Les cimetières s'adaptent pour attirer les familles intéressées par les alternatives vertes, les promouvant comme un retour aux pratiques antérieures. À West Laurel Hill, 258 personnes ont pré-acheté un espace dans le lieu de sépulture naturel, qui était autrefois le site d'enfouissement du cimetière. Dans un siècle, le cimetière sera transformé en forêt.
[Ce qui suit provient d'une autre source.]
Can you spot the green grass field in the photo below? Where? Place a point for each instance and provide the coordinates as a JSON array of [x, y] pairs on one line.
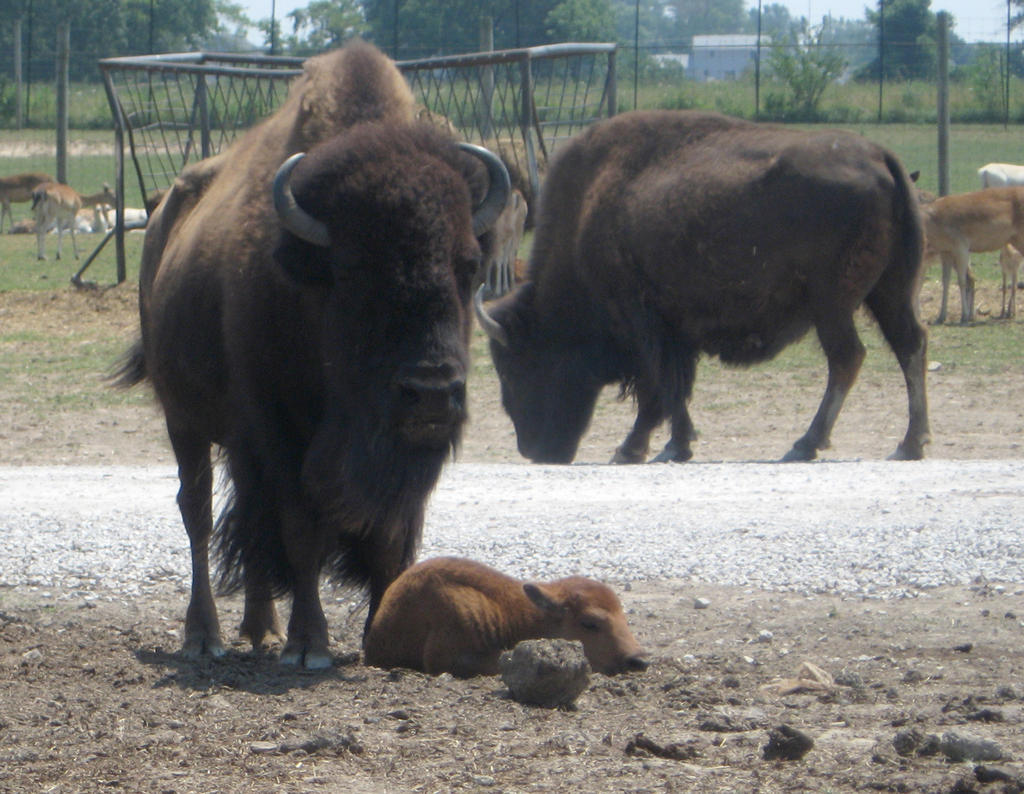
[[987, 348]]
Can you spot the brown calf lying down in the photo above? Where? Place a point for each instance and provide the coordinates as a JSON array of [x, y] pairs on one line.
[[957, 225], [456, 616]]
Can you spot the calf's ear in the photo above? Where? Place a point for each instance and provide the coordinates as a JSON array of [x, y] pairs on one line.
[[541, 599]]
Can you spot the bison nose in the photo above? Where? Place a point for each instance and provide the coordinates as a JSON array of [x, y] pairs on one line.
[[431, 404]]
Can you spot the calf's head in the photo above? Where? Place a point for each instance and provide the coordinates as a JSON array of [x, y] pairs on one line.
[[581, 609]]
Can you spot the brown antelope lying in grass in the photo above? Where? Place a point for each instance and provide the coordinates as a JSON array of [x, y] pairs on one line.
[[17, 187], [57, 205], [957, 225], [456, 616]]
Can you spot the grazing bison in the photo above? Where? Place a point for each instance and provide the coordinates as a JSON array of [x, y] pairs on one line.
[[665, 235], [320, 337], [456, 616]]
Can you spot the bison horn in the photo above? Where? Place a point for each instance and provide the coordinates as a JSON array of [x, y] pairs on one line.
[[491, 326], [486, 212], [294, 218]]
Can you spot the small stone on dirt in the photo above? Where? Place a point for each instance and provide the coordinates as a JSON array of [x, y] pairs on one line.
[[964, 747], [786, 744], [545, 672], [912, 742]]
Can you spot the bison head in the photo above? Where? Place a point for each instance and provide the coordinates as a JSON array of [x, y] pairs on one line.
[[548, 380], [380, 231]]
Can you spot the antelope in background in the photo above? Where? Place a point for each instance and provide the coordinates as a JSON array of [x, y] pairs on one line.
[[957, 225], [17, 187], [57, 205]]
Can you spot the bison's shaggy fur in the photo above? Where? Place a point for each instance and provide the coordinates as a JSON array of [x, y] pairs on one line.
[[665, 235], [331, 369]]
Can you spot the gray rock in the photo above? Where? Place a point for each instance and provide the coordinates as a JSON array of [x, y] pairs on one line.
[[912, 742], [786, 744], [545, 672], [964, 747]]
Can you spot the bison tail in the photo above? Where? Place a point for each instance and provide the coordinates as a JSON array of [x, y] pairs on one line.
[[911, 237], [130, 371]]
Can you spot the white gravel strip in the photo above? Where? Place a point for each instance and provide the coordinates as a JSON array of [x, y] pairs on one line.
[[875, 528]]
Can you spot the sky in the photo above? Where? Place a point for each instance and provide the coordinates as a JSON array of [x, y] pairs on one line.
[[975, 19]]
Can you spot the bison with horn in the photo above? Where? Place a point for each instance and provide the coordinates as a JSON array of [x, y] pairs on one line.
[[666, 235], [310, 316]]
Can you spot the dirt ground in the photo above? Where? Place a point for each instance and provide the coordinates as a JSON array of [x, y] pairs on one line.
[[94, 696]]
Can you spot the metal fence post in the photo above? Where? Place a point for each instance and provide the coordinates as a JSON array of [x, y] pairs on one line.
[[943, 101], [64, 59]]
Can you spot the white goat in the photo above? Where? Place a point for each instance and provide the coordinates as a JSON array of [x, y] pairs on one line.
[[1000, 175], [56, 205], [17, 187]]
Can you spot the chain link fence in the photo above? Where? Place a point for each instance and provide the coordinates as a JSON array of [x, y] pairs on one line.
[[177, 109]]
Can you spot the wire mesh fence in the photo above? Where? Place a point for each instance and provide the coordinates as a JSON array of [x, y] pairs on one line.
[[177, 109]]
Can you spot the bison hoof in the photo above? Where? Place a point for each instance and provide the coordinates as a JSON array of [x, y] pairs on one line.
[[908, 452], [673, 454], [800, 454], [296, 656], [624, 456]]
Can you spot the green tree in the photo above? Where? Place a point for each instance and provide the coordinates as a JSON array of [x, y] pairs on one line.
[[441, 27], [323, 25], [806, 66], [581, 21], [908, 48], [697, 17], [775, 22]]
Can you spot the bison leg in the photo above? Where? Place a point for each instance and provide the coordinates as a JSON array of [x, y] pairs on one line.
[[195, 501], [386, 558], [845, 353], [307, 638], [260, 623], [893, 308], [678, 449], [649, 416]]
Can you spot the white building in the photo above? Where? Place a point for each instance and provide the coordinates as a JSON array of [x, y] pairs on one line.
[[724, 57]]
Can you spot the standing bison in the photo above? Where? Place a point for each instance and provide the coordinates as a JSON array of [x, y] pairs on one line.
[[665, 235], [310, 316]]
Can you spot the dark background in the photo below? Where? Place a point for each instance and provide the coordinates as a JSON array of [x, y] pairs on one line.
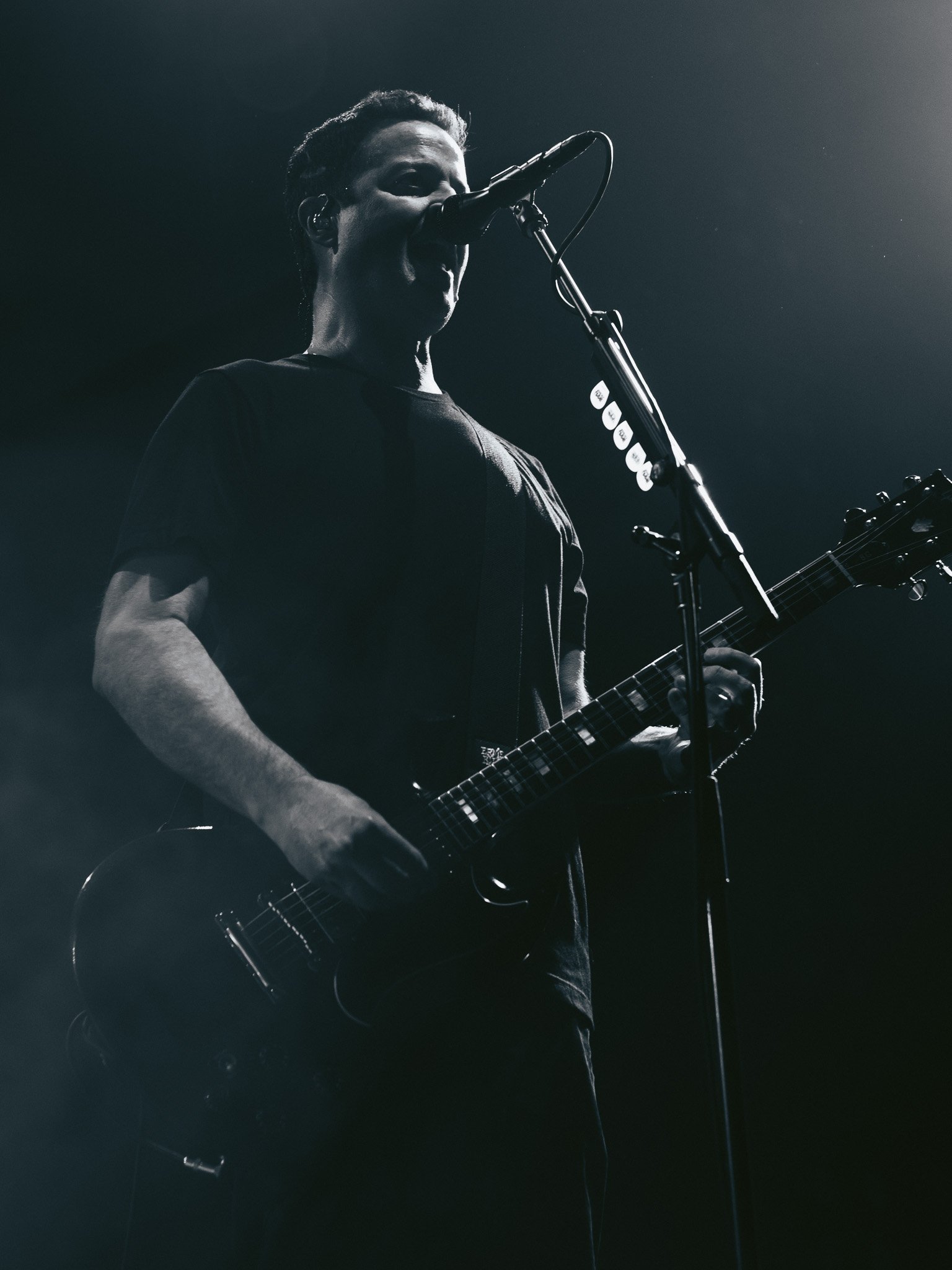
[[777, 239]]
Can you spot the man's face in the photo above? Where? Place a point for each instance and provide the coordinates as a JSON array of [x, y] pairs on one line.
[[395, 278]]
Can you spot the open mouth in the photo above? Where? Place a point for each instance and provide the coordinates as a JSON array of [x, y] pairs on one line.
[[434, 255]]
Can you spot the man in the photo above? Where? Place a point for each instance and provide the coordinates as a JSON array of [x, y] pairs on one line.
[[345, 540]]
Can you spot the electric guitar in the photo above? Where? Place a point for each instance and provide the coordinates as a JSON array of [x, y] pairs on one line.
[[239, 993]]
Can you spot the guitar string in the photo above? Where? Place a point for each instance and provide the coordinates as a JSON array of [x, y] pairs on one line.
[[801, 577], [794, 590]]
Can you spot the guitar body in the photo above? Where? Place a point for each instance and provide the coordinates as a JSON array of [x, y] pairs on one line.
[[229, 1064], [250, 1005]]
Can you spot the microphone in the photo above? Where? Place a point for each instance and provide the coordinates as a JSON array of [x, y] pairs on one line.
[[464, 218]]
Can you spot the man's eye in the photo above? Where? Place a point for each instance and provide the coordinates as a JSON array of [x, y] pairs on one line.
[[412, 184]]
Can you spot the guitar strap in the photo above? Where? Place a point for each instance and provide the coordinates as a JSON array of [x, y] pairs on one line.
[[498, 647]]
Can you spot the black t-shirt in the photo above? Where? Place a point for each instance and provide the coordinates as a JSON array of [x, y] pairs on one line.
[[343, 522]]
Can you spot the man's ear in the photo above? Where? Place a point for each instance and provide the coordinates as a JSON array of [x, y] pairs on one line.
[[318, 218]]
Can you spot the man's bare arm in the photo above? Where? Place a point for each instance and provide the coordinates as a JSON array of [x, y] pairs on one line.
[[154, 670]]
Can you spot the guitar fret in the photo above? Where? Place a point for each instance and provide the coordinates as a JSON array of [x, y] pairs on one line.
[[487, 801]]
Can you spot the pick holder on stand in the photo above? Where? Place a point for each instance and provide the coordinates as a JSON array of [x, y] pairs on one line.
[[656, 459]]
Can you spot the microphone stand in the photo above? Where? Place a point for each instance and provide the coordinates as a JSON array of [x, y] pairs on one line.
[[701, 531]]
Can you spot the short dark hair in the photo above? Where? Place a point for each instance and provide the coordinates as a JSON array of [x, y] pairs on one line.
[[323, 162]]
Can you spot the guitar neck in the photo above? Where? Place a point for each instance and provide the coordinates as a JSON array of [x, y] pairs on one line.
[[491, 798]]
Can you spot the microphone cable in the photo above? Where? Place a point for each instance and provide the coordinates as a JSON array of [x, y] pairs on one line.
[[583, 220]]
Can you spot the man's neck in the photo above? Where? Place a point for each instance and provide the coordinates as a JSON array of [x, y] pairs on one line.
[[402, 362]]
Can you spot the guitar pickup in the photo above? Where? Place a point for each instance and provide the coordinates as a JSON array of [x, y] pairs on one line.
[[243, 946]]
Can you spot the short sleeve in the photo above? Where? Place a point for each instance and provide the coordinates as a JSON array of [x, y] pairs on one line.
[[193, 482]]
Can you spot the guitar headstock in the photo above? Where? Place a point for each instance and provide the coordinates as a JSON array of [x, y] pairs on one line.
[[895, 541]]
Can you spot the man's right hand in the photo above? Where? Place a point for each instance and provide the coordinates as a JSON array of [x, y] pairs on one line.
[[337, 840]]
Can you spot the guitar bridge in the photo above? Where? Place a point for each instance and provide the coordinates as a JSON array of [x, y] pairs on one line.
[[240, 944]]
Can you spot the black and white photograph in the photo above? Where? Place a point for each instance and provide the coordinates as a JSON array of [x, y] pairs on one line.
[[477, 572]]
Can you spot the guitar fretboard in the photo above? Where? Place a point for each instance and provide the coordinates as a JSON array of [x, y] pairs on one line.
[[491, 798]]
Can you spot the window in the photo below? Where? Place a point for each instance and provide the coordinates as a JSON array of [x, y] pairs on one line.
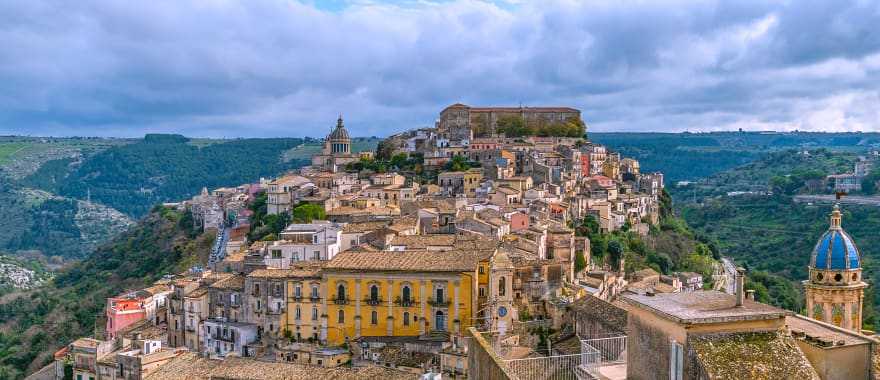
[[374, 293], [340, 292], [405, 294], [676, 361], [439, 321]]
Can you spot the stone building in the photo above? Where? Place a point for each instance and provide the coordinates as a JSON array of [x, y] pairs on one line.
[[460, 122], [337, 150], [835, 290]]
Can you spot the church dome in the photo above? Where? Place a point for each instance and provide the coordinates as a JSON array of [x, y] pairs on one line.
[[835, 249], [339, 133]]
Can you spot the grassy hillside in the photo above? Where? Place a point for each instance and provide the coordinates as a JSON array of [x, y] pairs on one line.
[[771, 234], [36, 323], [692, 156], [162, 168]]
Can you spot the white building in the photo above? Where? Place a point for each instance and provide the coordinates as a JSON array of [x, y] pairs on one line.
[[222, 338], [279, 198], [320, 240]]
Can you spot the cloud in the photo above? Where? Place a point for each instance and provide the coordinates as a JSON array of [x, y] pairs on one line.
[[283, 68]]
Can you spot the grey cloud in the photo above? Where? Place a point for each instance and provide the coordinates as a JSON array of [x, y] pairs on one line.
[[283, 68]]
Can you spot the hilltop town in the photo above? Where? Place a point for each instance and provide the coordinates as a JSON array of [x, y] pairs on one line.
[[459, 251]]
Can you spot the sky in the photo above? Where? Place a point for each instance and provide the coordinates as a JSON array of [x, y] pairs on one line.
[[266, 68]]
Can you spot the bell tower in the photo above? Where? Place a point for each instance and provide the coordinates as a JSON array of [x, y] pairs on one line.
[[501, 310]]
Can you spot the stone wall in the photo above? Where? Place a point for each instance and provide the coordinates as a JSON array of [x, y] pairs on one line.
[[647, 348], [483, 362]]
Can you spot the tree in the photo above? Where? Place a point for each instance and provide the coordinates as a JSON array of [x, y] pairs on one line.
[[580, 262], [869, 183], [306, 213], [457, 164], [615, 252]]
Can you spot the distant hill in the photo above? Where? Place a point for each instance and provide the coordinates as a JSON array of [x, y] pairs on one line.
[[692, 156], [36, 323], [161, 168], [772, 233]]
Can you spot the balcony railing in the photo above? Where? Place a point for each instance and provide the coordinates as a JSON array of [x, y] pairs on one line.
[[438, 302], [373, 301], [405, 303]]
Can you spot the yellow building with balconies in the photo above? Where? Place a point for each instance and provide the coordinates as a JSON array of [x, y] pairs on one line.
[[400, 294]]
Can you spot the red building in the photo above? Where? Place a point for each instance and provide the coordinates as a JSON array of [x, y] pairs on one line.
[[519, 221], [122, 312]]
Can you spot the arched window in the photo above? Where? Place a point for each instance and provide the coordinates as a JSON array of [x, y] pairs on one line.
[[818, 313], [374, 293], [405, 294], [340, 292], [837, 314], [439, 321]]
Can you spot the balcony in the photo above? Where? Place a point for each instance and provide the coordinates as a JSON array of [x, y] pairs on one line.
[[438, 303], [405, 303], [229, 338], [372, 301]]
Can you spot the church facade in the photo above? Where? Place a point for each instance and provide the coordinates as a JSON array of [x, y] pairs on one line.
[[835, 290], [337, 150]]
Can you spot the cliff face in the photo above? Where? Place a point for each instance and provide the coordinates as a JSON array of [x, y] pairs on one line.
[[37, 323]]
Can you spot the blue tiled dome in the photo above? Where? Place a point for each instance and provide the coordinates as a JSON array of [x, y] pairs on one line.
[[835, 249]]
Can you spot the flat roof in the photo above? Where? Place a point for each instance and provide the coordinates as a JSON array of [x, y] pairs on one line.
[[822, 330], [703, 307]]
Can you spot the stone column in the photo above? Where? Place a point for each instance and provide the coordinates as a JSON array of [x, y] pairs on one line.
[[390, 302], [357, 308], [455, 290], [423, 300]]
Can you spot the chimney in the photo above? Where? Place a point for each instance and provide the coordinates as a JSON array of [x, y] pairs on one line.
[[740, 286]]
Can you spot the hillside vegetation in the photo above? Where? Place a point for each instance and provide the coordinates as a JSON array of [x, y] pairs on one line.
[[35, 324], [774, 236], [693, 156], [162, 168]]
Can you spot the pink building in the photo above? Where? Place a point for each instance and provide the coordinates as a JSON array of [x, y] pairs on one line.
[[122, 312], [519, 221]]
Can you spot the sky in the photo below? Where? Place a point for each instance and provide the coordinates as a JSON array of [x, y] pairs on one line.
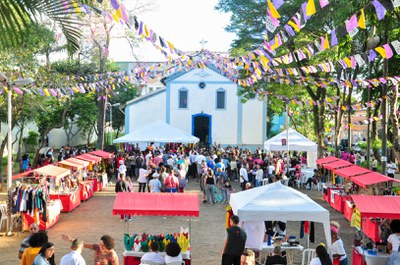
[[182, 22]]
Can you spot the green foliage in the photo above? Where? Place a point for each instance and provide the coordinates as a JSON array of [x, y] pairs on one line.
[[32, 138]]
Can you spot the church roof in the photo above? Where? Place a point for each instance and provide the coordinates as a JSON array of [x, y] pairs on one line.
[[147, 96]]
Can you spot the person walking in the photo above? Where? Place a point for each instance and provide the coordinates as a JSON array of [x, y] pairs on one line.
[[209, 183], [75, 256], [234, 243]]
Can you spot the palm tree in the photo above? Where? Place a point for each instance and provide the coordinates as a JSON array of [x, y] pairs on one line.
[[15, 15]]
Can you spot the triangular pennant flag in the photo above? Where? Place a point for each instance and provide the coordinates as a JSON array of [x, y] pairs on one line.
[[361, 21], [351, 23], [388, 50], [296, 28], [323, 3], [310, 9], [274, 12], [380, 9], [381, 51]]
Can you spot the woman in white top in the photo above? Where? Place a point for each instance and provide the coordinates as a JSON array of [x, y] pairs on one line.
[[322, 257], [394, 243], [173, 253], [338, 250]]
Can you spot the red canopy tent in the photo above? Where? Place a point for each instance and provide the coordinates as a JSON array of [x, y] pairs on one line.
[[89, 158], [326, 160], [163, 204], [337, 164], [370, 179], [102, 154], [378, 206], [352, 171]]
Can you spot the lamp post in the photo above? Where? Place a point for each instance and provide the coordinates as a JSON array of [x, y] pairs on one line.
[[111, 131], [4, 80]]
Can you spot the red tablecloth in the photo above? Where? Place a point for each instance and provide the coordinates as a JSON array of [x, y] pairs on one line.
[[69, 201], [347, 211], [97, 185], [53, 215], [370, 229], [130, 260], [86, 190]]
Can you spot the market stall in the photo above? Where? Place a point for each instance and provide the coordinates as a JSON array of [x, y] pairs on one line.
[[277, 202], [106, 156], [45, 212], [334, 192], [156, 204], [85, 186], [326, 160], [97, 178], [371, 211], [63, 187]]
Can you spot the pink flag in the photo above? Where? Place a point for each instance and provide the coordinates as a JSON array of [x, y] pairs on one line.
[[323, 3], [352, 23]]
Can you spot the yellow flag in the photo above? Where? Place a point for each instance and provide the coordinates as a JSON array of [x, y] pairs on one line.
[[273, 10], [310, 9], [326, 43], [361, 21], [381, 51], [294, 26], [46, 92]]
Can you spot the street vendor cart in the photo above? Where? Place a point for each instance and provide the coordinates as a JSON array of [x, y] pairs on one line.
[[155, 204]]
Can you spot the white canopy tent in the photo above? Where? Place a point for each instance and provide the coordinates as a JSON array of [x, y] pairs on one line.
[[297, 142], [277, 202], [157, 132]]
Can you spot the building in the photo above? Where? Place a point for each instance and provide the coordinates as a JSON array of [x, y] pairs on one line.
[[204, 103]]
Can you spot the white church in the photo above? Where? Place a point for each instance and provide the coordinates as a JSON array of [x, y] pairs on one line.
[[205, 104]]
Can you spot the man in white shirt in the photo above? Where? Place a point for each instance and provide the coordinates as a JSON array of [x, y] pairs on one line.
[[391, 169], [122, 169], [244, 178], [75, 256]]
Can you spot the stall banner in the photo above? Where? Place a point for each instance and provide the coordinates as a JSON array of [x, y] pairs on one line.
[[357, 221]]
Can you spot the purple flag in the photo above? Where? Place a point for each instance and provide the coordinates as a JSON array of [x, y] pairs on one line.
[[352, 23], [289, 30], [334, 40], [380, 9], [323, 3], [372, 55], [277, 3], [304, 8], [388, 50]]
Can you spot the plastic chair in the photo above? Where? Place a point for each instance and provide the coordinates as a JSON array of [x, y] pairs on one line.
[[308, 255], [3, 212]]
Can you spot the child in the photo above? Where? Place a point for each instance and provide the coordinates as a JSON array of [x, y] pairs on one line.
[[226, 190]]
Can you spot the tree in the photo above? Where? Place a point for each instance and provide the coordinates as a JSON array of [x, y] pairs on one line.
[[15, 15]]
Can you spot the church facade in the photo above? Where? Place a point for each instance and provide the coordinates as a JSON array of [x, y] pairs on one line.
[[205, 104]]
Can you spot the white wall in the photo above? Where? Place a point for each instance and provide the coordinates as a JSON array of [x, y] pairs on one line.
[[146, 111], [253, 123], [224, 122]]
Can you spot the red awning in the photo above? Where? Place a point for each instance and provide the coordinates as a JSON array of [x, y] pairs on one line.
[[150, 204], [378, 206], [370, 179], [337, 164], [69, 164], [21, 175], [89, 158], [352, 171], [78, 161], [52, 171], [326, 160], [102, 154]]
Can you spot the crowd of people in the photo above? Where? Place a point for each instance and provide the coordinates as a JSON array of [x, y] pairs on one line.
[[169, 168]]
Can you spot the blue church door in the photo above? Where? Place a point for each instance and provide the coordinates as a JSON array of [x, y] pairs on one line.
[[201, 128]]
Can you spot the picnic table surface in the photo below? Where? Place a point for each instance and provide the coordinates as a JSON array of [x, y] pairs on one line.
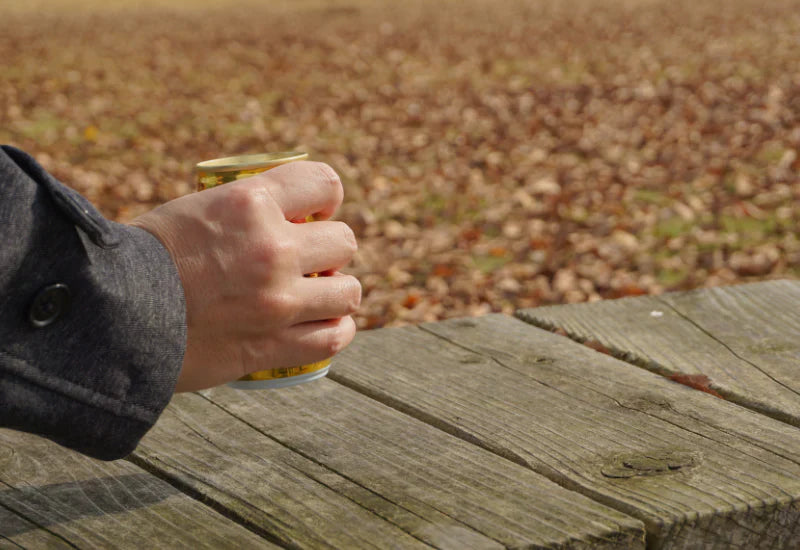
[[653, 422]]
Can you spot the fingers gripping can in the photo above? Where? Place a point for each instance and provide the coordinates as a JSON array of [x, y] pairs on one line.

Les tombes sont creusées à la main à la pelle plutôt qu'avec une chargeuse-pelleteuse à essence. "Les gens veulent retourner sur terre d'une manière très déterminée", explique le directeur de l'arboretum Aaron Greenberg.
Selon une étude réalisée en 2019 par le New England Journal of Medicine, de plus en plus d'Américains choisissent de mourir chez eux ou dans un hospice avec des proches à proximité, comme les gens l'ont fait pendant des siècles, plutôt que dans les hôpitaux. "Décéder à la maison, c'est amener la mort dans un endroit qui compte", dit Sloane. "Cela pourrait conduire à plus de personnalisation et à la façon dont nous commémorons."
Lynch, le poète et entrepreneur de pompes funèbres, dit qu'il aimerait voir plus de crémations dont on assiste, avec des familles présentes aux derniers instants avant que le corps n'entre dans la chambre. "La crémation devrait être publique et non privée."
La mort doit être honorée comme elle l'a longtemps été, soutiennent les partisans, aussi pleinement observée que les autres événements de la vie. "Ce serait formidable si l'on mettait davantage l'accent sur quelque chose de spécial pour l'individu. Si c'est personnalisé, cela aura plus de sens pour la famille", dit Moylan. Il est enthousiasmé par l'enfouissement vert et l'hydrolyse alcaline, des choix qui sont meilleurs pour l'environnement. Et le moment venu, Moylan dit qu'il choisira probablement la crémation, "probablement parce que c'est la chose la plus facile à faire".